Nach den Ereignissen in Brighton ist Theo in seine Heimat Zagwa zurückgekehrt. Während sich alles in die Zitadelle der Stadt drängt, wo eine Delegation des Grünen Sturms unter der Leitung von Lady Naga mit der Königin und dem Stadtrat verhandelt, schwingt er sich lieber mit seinem Drachen in die Lüfte. Deshalb ist er der einzige, der den Raketenangriff auf die Zitadelle bemerkt und im letzten Moment verhindert. Damit gerät Theo erneut ins Visier des Grünen Sturms, dem er eigentlich aus dem Weg gehen wollte.

Wren und Tom sind währenddessen mit der Jenny Haniver unterwegs. Als Tom in einem Lufthafen glaubt, eine ehemalige Historikerkollegin aus London gesehen zu haben, kommt ihm ein Verdacht, dem er unbedingt nachgehen will. Hester hingegen verdingt sich mit Shrike an ihrer Seite als Kopfgeldjägerin. Auch Fishcake hat eine Begleitung gefunden, deren Plan nichts Gutes verheißt.

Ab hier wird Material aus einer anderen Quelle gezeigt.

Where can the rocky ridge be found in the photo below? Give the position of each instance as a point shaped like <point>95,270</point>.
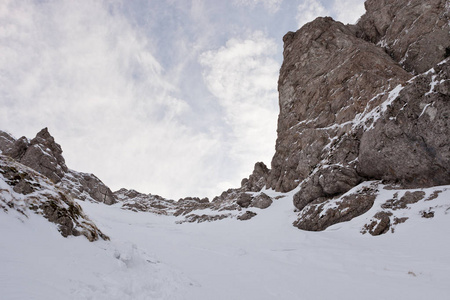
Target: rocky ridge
<point>364,102</point>
<point>25,191</point>
<point>44,155</point>
<point>362,107</point>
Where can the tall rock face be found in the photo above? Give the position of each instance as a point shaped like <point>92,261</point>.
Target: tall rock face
<point>415,33</point>
<point>44,155</point>
<point>363,102</point>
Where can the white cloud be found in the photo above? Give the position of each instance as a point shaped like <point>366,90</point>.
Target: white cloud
<point>243,77</point>
<point>271,6</point>
<point>81,69</point>
<point>308,10</point>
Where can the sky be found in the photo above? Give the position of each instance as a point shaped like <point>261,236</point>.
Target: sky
<point>176,98</point>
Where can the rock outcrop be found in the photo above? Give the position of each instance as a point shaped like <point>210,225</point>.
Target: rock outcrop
<point>26,191</point>
<point>361,102</point>
<point>44,155</point>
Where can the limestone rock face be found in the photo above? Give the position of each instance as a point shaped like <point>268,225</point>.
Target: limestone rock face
<point>25,191</point>
<point>328,76</point>
<point>363,102</point>
<point>411,143</point>
<point>257,180</point>
<point>44,155</point>
<point>416,34</point>
<point>6,141</point>
<point>87,186</point>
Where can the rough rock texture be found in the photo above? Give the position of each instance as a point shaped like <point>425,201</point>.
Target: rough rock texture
<point>86,186</point>
<point>352,110</point>
<point>27,191</point>
<point>379,224</point>
<point>415,34</point>
<point>257,180</point>
<point>135,201</point>
<point>246,216</point>
<point>44,155</point>
<point>324,212</point>
<point>6,141</point>
<point>410,143</point>
<point>198,210</point>
<point>328,76</point>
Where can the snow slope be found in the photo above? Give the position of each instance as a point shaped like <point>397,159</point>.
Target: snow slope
<point>151,257</point>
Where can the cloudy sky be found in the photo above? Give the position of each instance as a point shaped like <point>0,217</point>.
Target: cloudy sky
<point>177,97</point>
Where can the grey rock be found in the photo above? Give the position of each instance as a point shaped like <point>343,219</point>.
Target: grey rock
<point>42,154</point>
<point>6,141</point>
<point>246,216</point>
<point>244,200</point>
<point>257,180</point>
<point>328,76</point>
<point>261,201</point>
<point>410,143</point>
<point>318,215</point>
<point>416,34</point>
<point>86,186</point>
<point>35,193</point>
<point>380,224</point>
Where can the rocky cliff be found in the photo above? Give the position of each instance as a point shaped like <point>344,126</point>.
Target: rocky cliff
<point>363,107</point>
<point>364,102</point>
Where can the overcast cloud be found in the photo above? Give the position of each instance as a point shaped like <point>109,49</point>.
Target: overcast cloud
<point>177,98</point>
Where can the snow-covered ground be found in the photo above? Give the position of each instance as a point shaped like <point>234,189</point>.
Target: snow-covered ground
<point>151,257</point>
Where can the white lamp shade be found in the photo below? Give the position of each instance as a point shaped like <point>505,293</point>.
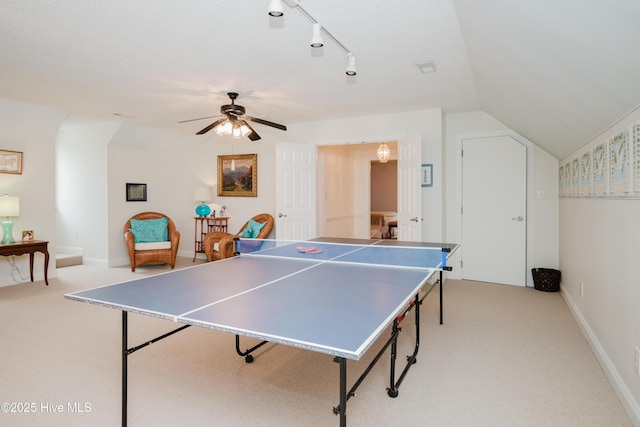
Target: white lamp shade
<point>383,153</point>
<point>203,194</point>
<point>9,206</point>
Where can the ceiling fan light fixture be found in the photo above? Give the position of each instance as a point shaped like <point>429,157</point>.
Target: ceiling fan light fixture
<point>224,128</point>
<point>316,38</point>
<point>351,68</point>
<point>383,153</point>
<point>275,8</point>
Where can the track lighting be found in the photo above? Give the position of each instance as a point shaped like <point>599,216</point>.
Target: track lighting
<point>316,38</point>
<point>275,8</point>
<point>351,68</point>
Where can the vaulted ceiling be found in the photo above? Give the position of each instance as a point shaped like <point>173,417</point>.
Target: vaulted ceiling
<point>558,72</point>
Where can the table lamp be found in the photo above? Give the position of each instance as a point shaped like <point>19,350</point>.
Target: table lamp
<point>203,195</point>
<point>9,207</point>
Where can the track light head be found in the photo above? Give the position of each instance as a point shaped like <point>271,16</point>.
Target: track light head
<point>316,38</point>
<point>351,68</point>
<point>275,8</point>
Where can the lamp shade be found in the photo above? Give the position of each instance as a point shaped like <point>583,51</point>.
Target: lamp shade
<point>383,153</point>
<point>9,206</point>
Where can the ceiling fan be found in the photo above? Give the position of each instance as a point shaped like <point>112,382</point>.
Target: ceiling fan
<point>234,122</point>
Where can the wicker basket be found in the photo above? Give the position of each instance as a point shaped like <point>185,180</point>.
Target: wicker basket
<point>546,279</point>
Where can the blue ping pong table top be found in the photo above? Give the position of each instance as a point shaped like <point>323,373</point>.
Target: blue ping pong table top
<point>338,308</point>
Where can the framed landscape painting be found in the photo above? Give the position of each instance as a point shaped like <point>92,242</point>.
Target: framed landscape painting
<point>238,175</point>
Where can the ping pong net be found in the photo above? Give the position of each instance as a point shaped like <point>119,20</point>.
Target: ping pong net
<point>390,253</point>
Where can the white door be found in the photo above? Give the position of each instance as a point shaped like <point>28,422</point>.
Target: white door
<point>494,209</point>
<point>295,191</point>
<point>409,200</point>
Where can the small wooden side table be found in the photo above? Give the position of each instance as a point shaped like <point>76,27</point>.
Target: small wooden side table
<point>28,247</point>
<point>204,225</point>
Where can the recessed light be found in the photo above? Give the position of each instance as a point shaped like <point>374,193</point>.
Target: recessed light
<point>426,67</point>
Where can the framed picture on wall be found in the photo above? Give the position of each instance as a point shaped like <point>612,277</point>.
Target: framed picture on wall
<point>136,192</point>
<point>238,175</point>
<point>10,162</point>
<point>427,175</point>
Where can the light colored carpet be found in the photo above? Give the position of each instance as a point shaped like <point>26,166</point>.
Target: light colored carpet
<point>506,356</point>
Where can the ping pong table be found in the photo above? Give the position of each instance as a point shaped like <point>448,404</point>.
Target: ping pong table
<point>339,295</point>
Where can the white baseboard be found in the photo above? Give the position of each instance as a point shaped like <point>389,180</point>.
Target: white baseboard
<point>627,400</point>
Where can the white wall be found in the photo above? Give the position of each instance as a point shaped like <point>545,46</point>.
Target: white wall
<point>600,247</point>
<point>30,129</point>
<point>81,184</point>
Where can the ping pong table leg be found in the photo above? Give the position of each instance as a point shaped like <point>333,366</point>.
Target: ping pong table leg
<point>342,407</point>
<point>441,315</point>
<point>125,353</point>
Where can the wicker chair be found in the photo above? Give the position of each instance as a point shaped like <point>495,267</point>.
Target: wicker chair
<point>219,245</point>
<point>162,252</point>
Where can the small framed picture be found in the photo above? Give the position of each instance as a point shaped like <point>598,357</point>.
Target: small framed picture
<point>136,192</point>
<point>427,175</point>
<point>238,175</point>
<point>10,162</point>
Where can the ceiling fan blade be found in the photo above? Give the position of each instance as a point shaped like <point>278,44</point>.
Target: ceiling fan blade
<point>267,123</point>
<point>199,118</point>
<point>253,135</point>
<point>211,126</point>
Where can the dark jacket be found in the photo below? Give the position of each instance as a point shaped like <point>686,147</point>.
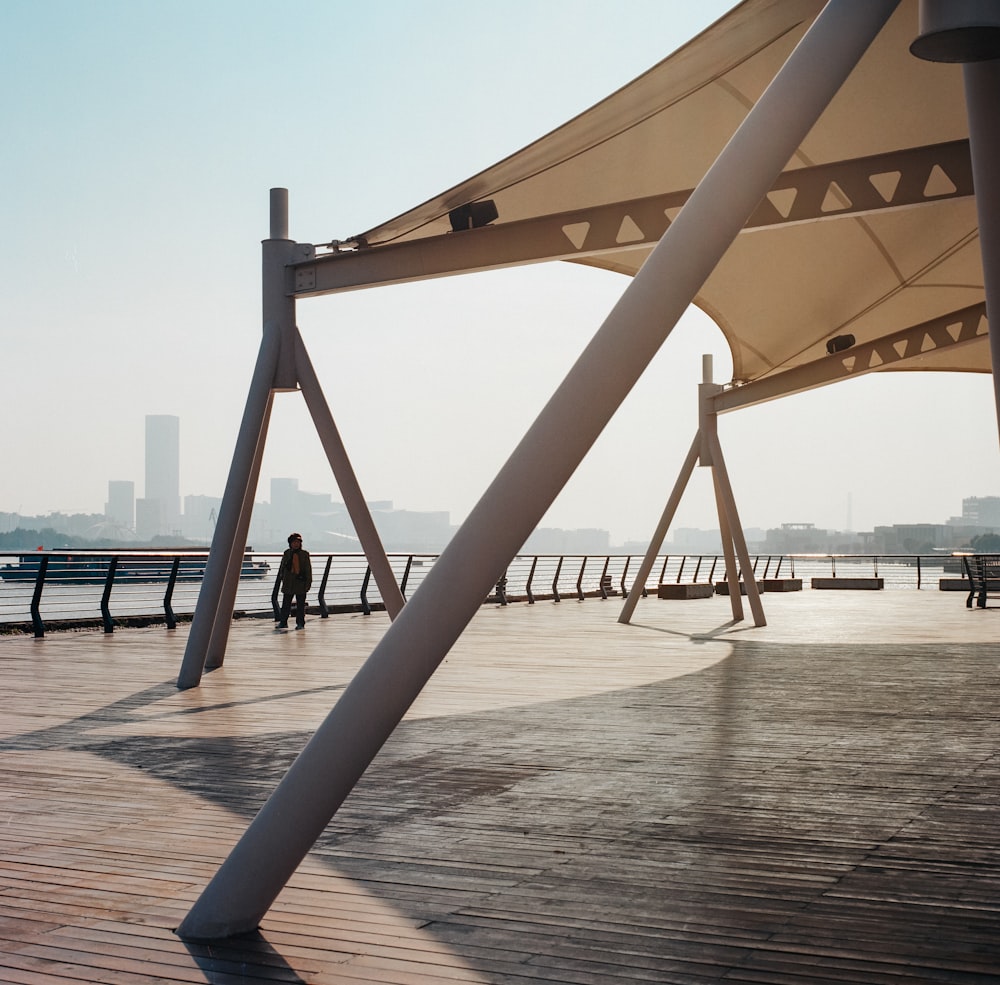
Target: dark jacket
<point>292,583</point>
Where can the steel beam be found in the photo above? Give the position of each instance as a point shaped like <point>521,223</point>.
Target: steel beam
<point>846,188</point>
<point>958,328</point>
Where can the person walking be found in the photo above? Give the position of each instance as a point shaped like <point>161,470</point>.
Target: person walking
<point>296,579</point>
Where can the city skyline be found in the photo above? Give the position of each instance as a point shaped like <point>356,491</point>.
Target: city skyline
<point>149,239</point>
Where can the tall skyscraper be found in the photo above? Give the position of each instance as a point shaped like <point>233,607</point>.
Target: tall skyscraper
<point>120,507</point>
<point>163,471</point>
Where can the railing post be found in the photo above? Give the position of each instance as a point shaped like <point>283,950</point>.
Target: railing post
<point>531,575</point>
<point>168,611</point>
<point>555,582</point>
<point>406,577</point>
<point>365,607</point>
<point>274,595</point>
<point>324,612</point>
<point>579,580</point>
<point>36,598</point>
<point>109,626</point>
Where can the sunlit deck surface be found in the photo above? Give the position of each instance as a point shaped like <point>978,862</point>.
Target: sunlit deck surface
<point>571,800</point>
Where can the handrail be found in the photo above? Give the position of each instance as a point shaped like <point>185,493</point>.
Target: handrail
<point>112,587</point>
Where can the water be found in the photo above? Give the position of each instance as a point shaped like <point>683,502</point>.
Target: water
<point>544,575</point>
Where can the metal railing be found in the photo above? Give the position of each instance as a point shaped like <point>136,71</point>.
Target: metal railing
<point>117,588</point>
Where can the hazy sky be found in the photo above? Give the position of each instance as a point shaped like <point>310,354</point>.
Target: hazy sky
<point>140,138</point>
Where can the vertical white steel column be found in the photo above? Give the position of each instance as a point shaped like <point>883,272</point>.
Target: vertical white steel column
<point>982,98</point>
<point>343,472</point>
<point>683,477</point>
<point>216,653</point>
<point>326,770</point>
<point>278,306</point>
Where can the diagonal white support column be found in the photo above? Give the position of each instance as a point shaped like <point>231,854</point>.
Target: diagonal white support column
<point>727,503</point>
<point>324,773</point>
<point>343,472</point>
<point>659,535</point>
<point>728,554</point>
<point>982,97</point>
<point>227,526</point>
<point>216,654</point>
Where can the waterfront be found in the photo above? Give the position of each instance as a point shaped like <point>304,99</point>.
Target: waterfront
<point>342,578</point>
<point>569,801</point>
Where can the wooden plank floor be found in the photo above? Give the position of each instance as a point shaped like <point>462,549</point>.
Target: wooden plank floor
<point>680,800</point>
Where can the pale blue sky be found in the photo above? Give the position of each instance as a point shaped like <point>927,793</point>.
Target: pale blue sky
<point>140,140</point>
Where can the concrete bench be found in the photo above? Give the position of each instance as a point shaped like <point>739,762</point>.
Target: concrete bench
<point>856,584</point>
<point>780,584</point>
<point>697,590</point>
<point>722,587</point>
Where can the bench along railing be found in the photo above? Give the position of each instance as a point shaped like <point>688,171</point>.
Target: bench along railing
<point>117,588</point>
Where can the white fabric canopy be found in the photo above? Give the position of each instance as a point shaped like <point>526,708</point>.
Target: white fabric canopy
<point>844,244</point>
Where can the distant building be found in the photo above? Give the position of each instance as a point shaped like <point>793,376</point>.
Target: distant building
<point>163,472</point>
<point>200,515</point>
<point>796,538</point>
<point>915,538</point>
<point>120,507</point>
<point>150,518</point>
<point>981,511</point>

Nun ist auch der vierte und letzte Band des Mortal Engines Quartett in der Neuauflage erschienen. Nachdem der vorherige Band zum Ende hin richtig Fahrt aufnahm war ich gespannt, wie dieses Buch an die Ereignisse anknüpfen wird. Das Tempo war von Beginn an hoch. Schon auf den allerersten Seiten verhindert Theo einen Anschlag und Tom kommt dem großen Geheimnis auf die Spur, das durch Titel und Cover angeteasert wird.

Es gibt viel zu erzählen in diesem Buch, denn zahlreiche Dinge sind in Bewegung geraten. Gestört hat mich, dass manche Charaktere wieder und wieder aus dem Hut gezaubert werden. Diese stehen jetzt aber vor neuen Herausforderungen und ich war neugierig, wie sie sich schlagen werden. Es gibt mehrere parallele Handlungsstränge und die Geschichte springt oft zwischen diesen hin und her, wodurch das Tempo durchgängig hoch blieb.

Als Leser erhält man die Gelegenheit, die bekannten Charaktere noch besser kennenzulernen. Die Ereignisse der bisherigen Bände sind an ihnen nicht spurlos vorübergegangen. Reue, Schuld- und Rachegefühle werden thematisiert, aber auch Loyalität und Liebe. Neue Charaktere werden hingegen nur noch wenige eingeführt, niemanden davon lernt man ausführlicher kennen.

Nachdem mich der Vorgänger nicht durchweg packen konnte, ist Philip Reeve mit „Die verlorene Stadt“ ein abwechslungsreicher letzter Band gelungen. Die Geschichte konnte mich packen, immer wieder überraschen und bot sowohl actionreiche als auch emotionale Momente. Ein absolut gelungener Abschluss des Mortal Engines-Quartetts, der Fantasy-Fans zu begeistern weiß!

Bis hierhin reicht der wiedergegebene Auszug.